Moose have a higher center of gravity than whitetail deer, which means they're more likely to slide across the hood and into the windshield rather than of smacking against the grill and bouncing off.

The female moose was struck first by an SUV and then run over by a sedan around 8 p.m. Friday, said Russ McKeehan, superintendent of the nearby Wildcat Hills State Recreation Area .

By that time, Darveau said, “it was darker than dark.” The sun had set more than two hours earlier.
The SUV, a 2010 GMC Acadia driven by Troy Freeburg, 62, sustained about $3,500 in damage, according to the state patrol.

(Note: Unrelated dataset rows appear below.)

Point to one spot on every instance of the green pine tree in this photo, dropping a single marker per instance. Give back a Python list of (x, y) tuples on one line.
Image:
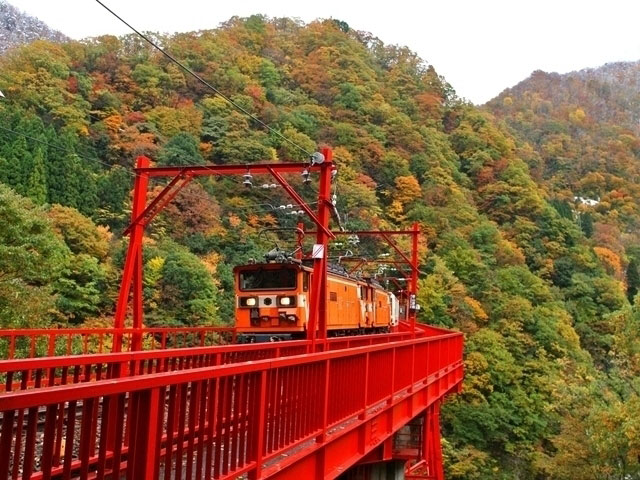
[(37, 184)]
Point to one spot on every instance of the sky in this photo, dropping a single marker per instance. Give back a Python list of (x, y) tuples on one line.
[(481, 47)]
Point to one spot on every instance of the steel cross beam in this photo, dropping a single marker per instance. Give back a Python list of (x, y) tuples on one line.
[(161, 200), (209, 170)]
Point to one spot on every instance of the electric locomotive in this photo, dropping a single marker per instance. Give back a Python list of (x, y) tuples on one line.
[(272, 301)]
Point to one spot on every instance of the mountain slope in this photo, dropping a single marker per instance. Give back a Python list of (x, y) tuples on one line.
[(517, 275), (17, 28)]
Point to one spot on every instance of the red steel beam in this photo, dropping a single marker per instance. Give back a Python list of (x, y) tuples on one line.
[(344, 427), (203, 170)]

Freeburg was traveling south on Highway 71 toward his home in Bushnell when the accident occurred about 10 miles south of Scottsbluff.

The sedan, a 2001 Chrysler 300, was totalled, the state patrol said. It was driven by Jeannia Morris, 44, of Harrisburg, Neb.

Neither driver could be reached for comment Monday.

Word of the collision spread quickly, and Game & Parks conservation officer Scott Brandt's phone began ringing.

“Most people wanted to know if they could salvage it,” Brandt said. “It's kind of a novelty for one thing. And of the wild and big game, it's right up there -- one of the more desirable ones as far as meat goes.”

Brandt had to turn them down.

In Nebraska, moose are protected, which means it's illegal to kill them or possess body parts from one killed in the state. Besides, Brandt and McKeehan said, the taste of the meat most likely had been ruined by the damage from the accident.

The moose was so large, officials needed help removing it.

McKeehan said that Kelly Sandberg of Sandberg Implement provided a Bobcat loader. The moose was lifted onto a flatbed trailer and hauled to an “undisclosed” location.

The moose, about two to three years old, had been seen a few days earlier along the Wyoming border near Lyman.

In his 27 years with Game and Parks, Brandt said, this was only the fourth moose he can recall in the Panhandle. He said the last moose spotted in that region summered along Lake Minatare in 2008.

Nebraska generally is too warm and dry for moose, game and parks officials said. They are more common in mountainous states such as Wyoming and Montana, or where there are numerous lakes, such as Minnesota.

This moose probably was drawn to the area by the pines of the Wildcat Hills, Darveau said. It likely wouldn't have stayed long because there isn't enough food to sustain it.